WASHINGTON: US home-building fell to a one-year low in September as Hurricanes Harvey and Irma disrupted the construction of single-family homes in the South, suggesting housing probably remained a drag on economic growth in the third quarter.
The report from the Commerce Department also showed a decline in building permits, raising concerns that the housing market recovery was stalling. Home-building and sales are well below their peaks before the housing bubble burst in 2006.
“Residential construction should be a hefty drag on third-quarter GDP growth,” said Michael Gregory, deputy chief economist at BMO Capital Markets in Toronto. “Housing activity has shifted from leading the economic expansion to now just following it, at best.”
Housing starts decreased 4.7 per cent to a seasonally adjusted annual rate of 1.127 million units last month, the Commerce Department said. That was the lowest level since September 2016 and marked the third monthly decline in starts.
Ground-breaking tumbled 9.3 per cent in the South to the lowest level since October 2015, with single-family home-building in the region plunging 15.3 per cent to more than a one-year low. The South, which was pummelled by Harvey and Irma, accounts for almost half of the nation’s home-building.

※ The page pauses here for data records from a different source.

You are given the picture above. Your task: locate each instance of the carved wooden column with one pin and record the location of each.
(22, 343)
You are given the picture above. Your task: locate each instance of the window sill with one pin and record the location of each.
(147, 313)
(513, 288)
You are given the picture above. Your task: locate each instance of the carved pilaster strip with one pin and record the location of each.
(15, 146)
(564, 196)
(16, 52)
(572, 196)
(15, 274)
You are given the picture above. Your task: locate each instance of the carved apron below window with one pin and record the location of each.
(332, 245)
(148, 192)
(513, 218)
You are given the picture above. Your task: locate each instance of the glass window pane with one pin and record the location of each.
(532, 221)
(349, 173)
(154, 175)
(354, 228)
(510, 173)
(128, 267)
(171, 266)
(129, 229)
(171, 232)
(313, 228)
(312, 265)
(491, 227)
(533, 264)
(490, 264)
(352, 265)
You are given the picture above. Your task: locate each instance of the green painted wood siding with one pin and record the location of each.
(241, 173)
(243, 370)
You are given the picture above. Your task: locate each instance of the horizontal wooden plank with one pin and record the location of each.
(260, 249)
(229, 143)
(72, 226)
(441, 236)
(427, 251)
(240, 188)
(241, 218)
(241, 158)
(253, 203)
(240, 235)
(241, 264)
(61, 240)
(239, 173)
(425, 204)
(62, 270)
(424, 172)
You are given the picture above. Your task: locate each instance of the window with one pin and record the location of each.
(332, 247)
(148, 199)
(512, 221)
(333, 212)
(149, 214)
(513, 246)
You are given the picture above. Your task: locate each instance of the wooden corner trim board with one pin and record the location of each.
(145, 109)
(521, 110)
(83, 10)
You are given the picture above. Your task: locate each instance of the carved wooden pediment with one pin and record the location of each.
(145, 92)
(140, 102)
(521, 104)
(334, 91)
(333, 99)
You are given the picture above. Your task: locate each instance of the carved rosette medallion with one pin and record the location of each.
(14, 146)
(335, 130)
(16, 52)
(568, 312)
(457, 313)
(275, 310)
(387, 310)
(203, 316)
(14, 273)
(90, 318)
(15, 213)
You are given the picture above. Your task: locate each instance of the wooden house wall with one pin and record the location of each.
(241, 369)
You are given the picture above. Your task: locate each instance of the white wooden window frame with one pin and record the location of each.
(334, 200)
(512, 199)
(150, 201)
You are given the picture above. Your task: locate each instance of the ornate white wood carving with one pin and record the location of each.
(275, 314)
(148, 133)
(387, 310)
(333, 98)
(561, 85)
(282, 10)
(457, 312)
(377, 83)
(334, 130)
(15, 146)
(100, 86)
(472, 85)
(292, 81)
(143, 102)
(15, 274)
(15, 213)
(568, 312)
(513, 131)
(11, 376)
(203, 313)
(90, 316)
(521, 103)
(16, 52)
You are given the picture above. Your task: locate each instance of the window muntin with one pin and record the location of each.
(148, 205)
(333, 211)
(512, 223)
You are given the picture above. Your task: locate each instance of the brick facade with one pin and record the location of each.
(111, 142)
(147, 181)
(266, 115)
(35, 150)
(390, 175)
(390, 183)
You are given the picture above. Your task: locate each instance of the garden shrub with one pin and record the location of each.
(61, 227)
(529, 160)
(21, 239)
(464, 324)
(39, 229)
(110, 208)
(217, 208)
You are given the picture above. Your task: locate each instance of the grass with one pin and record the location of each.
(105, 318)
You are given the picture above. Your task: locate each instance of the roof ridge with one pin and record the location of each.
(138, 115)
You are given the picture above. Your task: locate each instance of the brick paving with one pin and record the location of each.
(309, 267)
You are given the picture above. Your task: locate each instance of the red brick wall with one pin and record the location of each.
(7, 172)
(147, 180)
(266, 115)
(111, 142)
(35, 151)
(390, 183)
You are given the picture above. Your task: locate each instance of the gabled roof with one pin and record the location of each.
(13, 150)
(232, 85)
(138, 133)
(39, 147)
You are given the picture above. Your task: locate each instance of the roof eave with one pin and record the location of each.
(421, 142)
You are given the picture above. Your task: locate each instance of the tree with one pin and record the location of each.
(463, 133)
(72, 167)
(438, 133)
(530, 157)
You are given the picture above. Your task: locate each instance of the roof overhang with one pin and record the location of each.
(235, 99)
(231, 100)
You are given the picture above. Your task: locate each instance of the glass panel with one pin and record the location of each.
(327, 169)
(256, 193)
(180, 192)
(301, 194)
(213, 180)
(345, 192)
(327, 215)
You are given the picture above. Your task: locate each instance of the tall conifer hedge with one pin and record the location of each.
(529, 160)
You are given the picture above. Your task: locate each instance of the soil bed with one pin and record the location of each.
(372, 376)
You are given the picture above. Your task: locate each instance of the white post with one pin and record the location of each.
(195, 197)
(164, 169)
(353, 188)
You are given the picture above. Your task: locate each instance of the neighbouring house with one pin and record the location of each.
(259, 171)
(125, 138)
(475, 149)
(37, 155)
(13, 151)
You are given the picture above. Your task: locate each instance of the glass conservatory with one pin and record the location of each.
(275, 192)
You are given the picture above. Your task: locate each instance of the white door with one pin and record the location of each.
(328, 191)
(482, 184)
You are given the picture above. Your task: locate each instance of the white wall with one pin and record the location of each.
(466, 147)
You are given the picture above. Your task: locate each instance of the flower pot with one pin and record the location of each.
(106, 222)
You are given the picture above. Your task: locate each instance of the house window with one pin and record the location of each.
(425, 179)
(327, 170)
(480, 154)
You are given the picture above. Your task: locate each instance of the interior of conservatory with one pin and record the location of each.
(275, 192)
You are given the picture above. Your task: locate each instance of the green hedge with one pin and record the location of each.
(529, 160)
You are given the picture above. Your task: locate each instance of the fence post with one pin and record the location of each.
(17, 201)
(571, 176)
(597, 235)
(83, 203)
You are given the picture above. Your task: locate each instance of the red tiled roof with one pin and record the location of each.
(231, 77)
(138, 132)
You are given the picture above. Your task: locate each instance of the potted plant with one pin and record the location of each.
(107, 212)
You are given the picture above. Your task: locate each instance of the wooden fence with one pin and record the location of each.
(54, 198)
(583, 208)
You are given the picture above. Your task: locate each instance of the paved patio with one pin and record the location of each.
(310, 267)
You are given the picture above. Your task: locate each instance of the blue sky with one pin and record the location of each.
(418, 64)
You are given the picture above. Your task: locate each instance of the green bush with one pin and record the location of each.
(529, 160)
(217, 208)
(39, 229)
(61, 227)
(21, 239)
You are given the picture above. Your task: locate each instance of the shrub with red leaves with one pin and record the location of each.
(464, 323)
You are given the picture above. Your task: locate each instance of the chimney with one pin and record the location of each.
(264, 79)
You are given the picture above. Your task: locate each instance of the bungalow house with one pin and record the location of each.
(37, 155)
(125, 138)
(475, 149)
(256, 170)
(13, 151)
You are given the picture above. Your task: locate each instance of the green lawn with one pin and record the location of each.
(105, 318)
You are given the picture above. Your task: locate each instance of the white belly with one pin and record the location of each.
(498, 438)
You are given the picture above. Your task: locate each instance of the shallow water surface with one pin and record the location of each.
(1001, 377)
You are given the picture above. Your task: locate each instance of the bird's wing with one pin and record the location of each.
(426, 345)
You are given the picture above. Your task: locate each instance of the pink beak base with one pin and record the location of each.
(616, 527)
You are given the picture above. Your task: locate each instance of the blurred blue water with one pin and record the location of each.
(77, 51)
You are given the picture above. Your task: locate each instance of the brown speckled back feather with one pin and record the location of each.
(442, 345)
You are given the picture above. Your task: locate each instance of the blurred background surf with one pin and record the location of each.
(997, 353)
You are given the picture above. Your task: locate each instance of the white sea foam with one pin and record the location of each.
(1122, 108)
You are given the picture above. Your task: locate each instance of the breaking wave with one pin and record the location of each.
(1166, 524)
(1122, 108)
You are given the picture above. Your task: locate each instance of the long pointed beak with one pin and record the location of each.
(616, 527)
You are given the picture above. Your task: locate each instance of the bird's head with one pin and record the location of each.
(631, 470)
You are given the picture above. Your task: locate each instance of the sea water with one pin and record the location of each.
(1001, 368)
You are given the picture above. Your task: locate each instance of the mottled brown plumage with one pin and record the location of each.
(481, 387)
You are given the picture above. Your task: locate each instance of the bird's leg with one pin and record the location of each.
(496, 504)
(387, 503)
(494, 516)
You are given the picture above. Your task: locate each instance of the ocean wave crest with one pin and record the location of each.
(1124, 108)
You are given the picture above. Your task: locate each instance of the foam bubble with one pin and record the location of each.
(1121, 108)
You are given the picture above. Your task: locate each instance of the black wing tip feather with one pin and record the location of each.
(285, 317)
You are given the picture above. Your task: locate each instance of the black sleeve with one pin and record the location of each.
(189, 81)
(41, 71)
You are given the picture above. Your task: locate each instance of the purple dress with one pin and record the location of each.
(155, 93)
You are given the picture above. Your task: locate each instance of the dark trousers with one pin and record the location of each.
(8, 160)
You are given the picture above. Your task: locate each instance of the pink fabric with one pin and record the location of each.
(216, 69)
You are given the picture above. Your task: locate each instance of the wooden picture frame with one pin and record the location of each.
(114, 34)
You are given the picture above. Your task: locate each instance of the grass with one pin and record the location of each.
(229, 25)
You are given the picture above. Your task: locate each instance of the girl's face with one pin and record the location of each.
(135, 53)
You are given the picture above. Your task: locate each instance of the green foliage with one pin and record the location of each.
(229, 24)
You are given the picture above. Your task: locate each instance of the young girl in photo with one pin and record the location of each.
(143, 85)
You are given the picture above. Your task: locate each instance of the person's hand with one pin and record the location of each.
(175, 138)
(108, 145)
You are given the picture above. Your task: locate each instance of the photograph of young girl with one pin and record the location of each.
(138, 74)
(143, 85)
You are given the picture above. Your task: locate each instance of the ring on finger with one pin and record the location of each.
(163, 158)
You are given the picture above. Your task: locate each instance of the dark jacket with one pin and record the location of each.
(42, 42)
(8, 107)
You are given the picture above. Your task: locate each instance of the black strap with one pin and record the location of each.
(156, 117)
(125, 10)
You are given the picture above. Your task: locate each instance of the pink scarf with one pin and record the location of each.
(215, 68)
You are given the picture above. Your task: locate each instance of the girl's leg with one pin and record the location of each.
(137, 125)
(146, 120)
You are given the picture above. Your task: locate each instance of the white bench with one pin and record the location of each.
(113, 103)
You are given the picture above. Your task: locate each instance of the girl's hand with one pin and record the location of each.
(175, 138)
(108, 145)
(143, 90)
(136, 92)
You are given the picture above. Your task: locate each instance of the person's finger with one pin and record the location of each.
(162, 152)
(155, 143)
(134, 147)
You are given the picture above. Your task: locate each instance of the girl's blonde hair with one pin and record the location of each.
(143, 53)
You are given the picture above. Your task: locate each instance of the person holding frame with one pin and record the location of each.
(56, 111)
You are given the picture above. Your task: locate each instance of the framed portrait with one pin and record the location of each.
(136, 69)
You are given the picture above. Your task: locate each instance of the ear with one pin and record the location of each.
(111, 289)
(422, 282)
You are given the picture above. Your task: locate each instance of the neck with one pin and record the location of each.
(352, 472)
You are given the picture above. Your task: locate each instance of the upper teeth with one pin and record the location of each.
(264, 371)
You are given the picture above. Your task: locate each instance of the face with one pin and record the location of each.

Building permits fell 4.5 per cent to a rate of 1.215 million units in September. Permits in the South dropped 5.6 per cent. The Commerce Department said the areas in Texas and Florida impacted by the storms accounted for about 13 per cent of US building permits in 2016.
Economists had forecast housing starts falling to a rate of 1.175 million units last month and building permits slipping to a rate of 1.250 million units.
The PHLX index of housing stocks was flat, under-performing a broadly firmer US stock market, and shares in the nation’s largest home-builder, DR Horton, fell 0.4 per cent.
The dollar rose marginally against a basket of currencies while US Treasuries fell.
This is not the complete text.